Background: Prior to July 2015, our tertiary care hospital had no protocol to manage in-hospital treatment of patients resuscitated from ventricular fibrillation/ventricular tachycardia (VF/VT) out-of-hospital cardiac arrest (OHCA). We subsequently designed a formal protocol to guide management of these patients. We then retrospectively evaluated patient outcomes to assess the clinical impact of this protocol.
Methods: Only patients with an initial shockable rhythm were included in this analysis. The protocol specified patients with ST-segment elevation myocardial infarction (STEMI) would be admitted to the cardiac catheterization lab within 90 minutes and then admitted to the cardiovascular intensive care unit (CVICU). Uncomplicated patients without STEMI were admitted to the CVICU. All other patients were admitted to the medical intensive care unit (MICU) without cardiac catheterization. Patients were classified into 2 groups: 1) pre-protocol (June 2013 - June 2015), or 2) post-protocol (May 2016 - March 2017). Transfers from an outside hospital or non-cardiac arrests, including drug overdose, pulmonary embolism, and trauma were excluded. Endpoints included survival to hospital discharge, functionally favorable survival (Cerebral Performance Category (CPC) 1 or 2), initial admission to the CVICU versus MICU, and cardiac catheterization at sometime during hospital admission. Statistical analysis was completed using Fisher's exact test. The Institution Review Board at the Medical College of Wisconsin approved this study.

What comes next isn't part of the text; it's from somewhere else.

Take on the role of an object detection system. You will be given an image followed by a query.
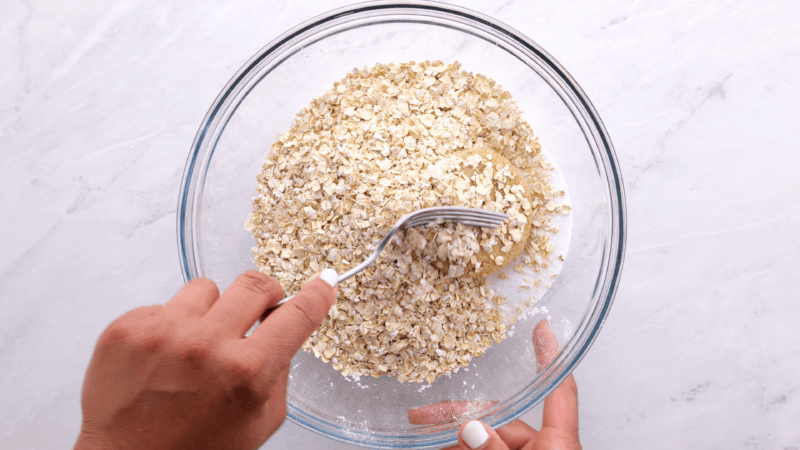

Results: Fifteen patients were analyzed in the pre-protocol group and 20 patients in the post-protocol group. The survival rate to hospital discharge was significantly improved in the post-protocol group compared to the pre-protocol group (65% (95%CI 0.45-0.85) vs 20% (95%CI 0-0.4), respectively, p=0.02). Significantly more patients were admitted to the CVICU in the post-protocol group compared to the pre-protocol group 95% (95%CI 0.82-1) vs 53% (95%CI 0.3-0.76), respectively, p=0.01). The number of patients receiving cardiac catheterization also increased in the post-protocol group compared to the pre-protocol group (75% vs 40%, p=0.08).
Conclusion: Outcomes improved after the introduction of our protocol to guide management of patients with OHCA.